Hurricane fund one of state’s best political footballs

This week marks the start of the 2011 hurricane season. Do you know where your Hawaii Hurricane Relief Fund is?

We spent it. Well, not all of it. But Hawaii’s recession has forced the Abercrombie administration to chew through about half of it.

Immediately upon taking office, Abercrombie popped $67 million of the hurricane fund into restoring some of last year’s furlough school days.

This wasn’t much of a surprise except for the alacrity of the new governor’s actions. The 2010 Legislature had already authorized the administration to dip into the fund and Abercrombie has promised during the campaign that he would take them up on the offer.

Then this year, a poor winter and anemic spring pointed to a tax collection shortage this year. To prevent that, Abercrombie asked lawmakers to again raid the hurricane fund. Just last week, he signed legislation allowing him to pull out another $42 million, or as much as was needed.

The fund totaled about $180 million and the state was already siphoning away the yearly interest of about $7.5 million. So the fund could now be down to around $70 million, which is the bare minimum fund managers said would be needed to restart it if a devastating hurricane hits.

Of course it is absolutely not encouraging to note that the Weather Channel lists Honolulu as the No. 1 city overdue for a hurricane. Just the sort of bachi we don’t need.

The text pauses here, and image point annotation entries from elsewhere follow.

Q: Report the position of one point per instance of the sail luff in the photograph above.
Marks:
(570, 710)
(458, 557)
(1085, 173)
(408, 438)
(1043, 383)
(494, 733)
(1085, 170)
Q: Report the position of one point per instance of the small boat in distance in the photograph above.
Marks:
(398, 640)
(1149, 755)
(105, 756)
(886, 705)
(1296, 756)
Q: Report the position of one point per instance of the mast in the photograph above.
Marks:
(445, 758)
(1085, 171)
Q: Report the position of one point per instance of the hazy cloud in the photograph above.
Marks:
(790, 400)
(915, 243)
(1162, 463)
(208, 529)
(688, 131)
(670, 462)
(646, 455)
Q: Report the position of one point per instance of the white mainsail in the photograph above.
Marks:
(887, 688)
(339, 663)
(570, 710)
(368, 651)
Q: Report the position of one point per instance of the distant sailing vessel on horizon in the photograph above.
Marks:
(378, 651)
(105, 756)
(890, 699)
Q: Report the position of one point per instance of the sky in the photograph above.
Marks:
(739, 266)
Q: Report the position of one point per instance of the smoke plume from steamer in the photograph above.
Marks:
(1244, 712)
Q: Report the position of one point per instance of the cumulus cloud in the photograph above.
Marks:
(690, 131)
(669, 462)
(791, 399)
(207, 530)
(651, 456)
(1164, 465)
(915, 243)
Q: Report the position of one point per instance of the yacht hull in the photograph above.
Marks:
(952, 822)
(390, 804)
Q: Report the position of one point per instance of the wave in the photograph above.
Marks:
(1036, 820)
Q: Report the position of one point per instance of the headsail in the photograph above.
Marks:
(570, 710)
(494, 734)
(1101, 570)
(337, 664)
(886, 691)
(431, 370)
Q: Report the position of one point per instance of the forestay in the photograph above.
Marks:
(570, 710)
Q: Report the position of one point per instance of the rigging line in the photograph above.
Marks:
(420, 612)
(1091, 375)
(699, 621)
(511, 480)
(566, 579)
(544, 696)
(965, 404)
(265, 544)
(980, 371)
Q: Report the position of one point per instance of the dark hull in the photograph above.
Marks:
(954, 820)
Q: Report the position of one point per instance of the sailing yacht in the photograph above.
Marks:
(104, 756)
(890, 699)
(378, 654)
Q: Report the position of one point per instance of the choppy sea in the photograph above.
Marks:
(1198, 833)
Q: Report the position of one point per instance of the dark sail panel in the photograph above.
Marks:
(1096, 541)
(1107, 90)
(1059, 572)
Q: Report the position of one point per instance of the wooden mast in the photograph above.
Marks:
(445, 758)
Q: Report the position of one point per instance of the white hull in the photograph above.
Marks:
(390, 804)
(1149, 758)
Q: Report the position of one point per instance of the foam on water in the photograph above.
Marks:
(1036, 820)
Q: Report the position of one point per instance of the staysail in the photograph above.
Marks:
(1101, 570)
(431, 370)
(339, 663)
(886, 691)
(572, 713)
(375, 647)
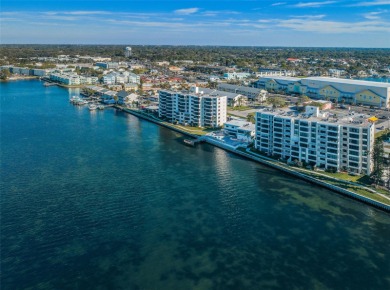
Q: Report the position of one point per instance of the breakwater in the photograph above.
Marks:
(108, 200)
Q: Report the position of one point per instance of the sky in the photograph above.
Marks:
(298, 23)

The fund’s acting executive director, Lloyd Lim, told the Legislature not to listen to Abercrombie, saying if we are slammed with a storm, "there is substantial uncertainty with respect to the risk that the HHRF will face and the cost of reinsurance in the then existing market."

The fund was started 18 years ago after Hurricane Iniki caused more than $1.6 billion in damage to Kauai and Oahu. The private home insurers bailed on Hawaii and people could not get the hurricane insurance required by their mortgage holders. So for about eight years, the state charged policy holders, assessed property and casualty insurers and took some of the mortgage insurance fees to create the hurricane relief fund and provide hurricane insurance.

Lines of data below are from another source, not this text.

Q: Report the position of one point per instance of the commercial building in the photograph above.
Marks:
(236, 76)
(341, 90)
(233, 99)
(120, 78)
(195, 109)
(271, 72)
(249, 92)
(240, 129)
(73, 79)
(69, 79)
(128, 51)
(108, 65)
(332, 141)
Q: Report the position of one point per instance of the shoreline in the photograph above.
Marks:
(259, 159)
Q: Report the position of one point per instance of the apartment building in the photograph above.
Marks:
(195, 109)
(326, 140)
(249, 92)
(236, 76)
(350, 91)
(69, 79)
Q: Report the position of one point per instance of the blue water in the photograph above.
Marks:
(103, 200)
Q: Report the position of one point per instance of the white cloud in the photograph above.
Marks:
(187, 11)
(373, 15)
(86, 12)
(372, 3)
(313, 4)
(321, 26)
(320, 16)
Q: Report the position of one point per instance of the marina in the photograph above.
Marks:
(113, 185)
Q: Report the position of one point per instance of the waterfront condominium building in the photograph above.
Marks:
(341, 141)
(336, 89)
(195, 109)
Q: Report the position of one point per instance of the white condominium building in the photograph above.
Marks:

Slowly the private insurers came back to the Hawaii market and in 2002 the fund was put on hold.

"When we closed it, we never realized the fund would have so much left in it, we thought it would be just pennies," says former state Senate President Robert Bunda, who was one of the hurricane fund founders.

Since then, the fund has become one of the state’s best political footballs. Gov. Linda Lingle started office by vowing never to touch the fund, but by her last year in office was forced to sign the bill allowing money to go to end the furloughs. Legislators signed a letter pledging never, never, ever to touch the fund, but that was before the state budget slump became the state budget crisis.

"If you ask me now, I’d say use it to balance the budget and not take more skin off people’s back," says Bunda.

Former Gov. Ben Cayetano wanted to use it for education, Lingle said it was needed to assure bond rating agencies that we had adequate savings, and now it is being drained.

Even Lim noted in a letter to the editor earlier this year that the fund will be needed "only if a hurricane strikes and an inadequate amount of private insurance is available."

Let the hurricane gods keep smiling on Hawaii.